Independence of long times coin toss model

Question

A coin is tossed independently $n$ times. The probability of heads at each toss is $p$. At each time $k (k = 2,3,\cdots,n)$ we get a reward at time $k+1$ if $k^{th}$ toss was a head and the previous toss was a tail. Let $A_k$ be the event that a reward is obtained at time $k$.

a.Are events $A_k$ and $A_{k+1}$ independent? b. Are events $A_k$ and $A_{k+2} independent?
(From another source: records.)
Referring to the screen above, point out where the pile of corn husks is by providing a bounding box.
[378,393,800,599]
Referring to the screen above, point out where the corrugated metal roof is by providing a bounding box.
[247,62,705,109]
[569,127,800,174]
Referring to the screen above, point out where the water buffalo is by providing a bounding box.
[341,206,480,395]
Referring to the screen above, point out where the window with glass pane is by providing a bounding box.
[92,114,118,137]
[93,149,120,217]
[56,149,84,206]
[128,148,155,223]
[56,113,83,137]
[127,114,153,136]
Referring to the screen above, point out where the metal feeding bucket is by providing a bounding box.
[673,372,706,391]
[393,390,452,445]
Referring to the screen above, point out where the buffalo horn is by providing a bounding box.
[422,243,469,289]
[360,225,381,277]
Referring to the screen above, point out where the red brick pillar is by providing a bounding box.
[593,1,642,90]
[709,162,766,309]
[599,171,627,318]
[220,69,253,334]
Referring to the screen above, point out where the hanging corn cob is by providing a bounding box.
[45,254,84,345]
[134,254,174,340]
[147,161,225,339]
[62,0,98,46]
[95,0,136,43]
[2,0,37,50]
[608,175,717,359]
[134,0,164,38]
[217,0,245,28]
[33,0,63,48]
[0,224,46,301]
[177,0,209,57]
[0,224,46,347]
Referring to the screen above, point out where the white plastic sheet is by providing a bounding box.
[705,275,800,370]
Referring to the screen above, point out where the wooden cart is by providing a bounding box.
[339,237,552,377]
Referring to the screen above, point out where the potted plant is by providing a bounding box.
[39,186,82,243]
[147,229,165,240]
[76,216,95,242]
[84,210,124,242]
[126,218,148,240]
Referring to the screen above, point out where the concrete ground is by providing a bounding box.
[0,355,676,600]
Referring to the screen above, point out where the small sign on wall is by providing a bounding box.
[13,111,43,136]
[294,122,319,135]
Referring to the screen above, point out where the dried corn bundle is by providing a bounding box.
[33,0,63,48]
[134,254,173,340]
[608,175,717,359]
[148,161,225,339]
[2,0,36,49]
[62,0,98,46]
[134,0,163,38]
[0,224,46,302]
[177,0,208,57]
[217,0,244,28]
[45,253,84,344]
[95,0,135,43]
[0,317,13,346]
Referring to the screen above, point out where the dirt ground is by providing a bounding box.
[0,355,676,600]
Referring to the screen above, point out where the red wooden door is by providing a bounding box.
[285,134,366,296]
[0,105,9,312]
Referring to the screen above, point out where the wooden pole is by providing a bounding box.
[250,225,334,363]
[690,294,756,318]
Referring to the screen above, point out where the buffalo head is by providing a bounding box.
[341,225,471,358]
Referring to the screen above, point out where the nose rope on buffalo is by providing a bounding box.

In this problem as the event $A_k$ depends on the previous out comes so I think bit a will be dependant however bit b is independent. Is it the correct way to show.

Answer 1

a) $A_k$ and $A_{k+1}$ are not independent since $P(A_{k+1}|A_k) = 0$ because if $A_k$ occured then in $k-1^{th}$ toss there was a head instead the tail necessary for $A_{k+1}$ to occurs.
b)Yes becouse tere is a gap of two tosses allowing to occurs the event $TH$ before $k+1^{th}$ toss.

Answer 2

If $A_k$ implies head, tails. Then $A_{k+1}$ will need also head, tails. The probability for these events is $1/4$ independence would require $P(A_k$ and $A_{k+1})=P(A_k)P(A_{k+1})=1/16$. But we know $P(A_k$ and $A_{k+1})=0$ as it is impossible to get both after each other.

In the second case we loose dependence because the toss from $A_k$ is not important.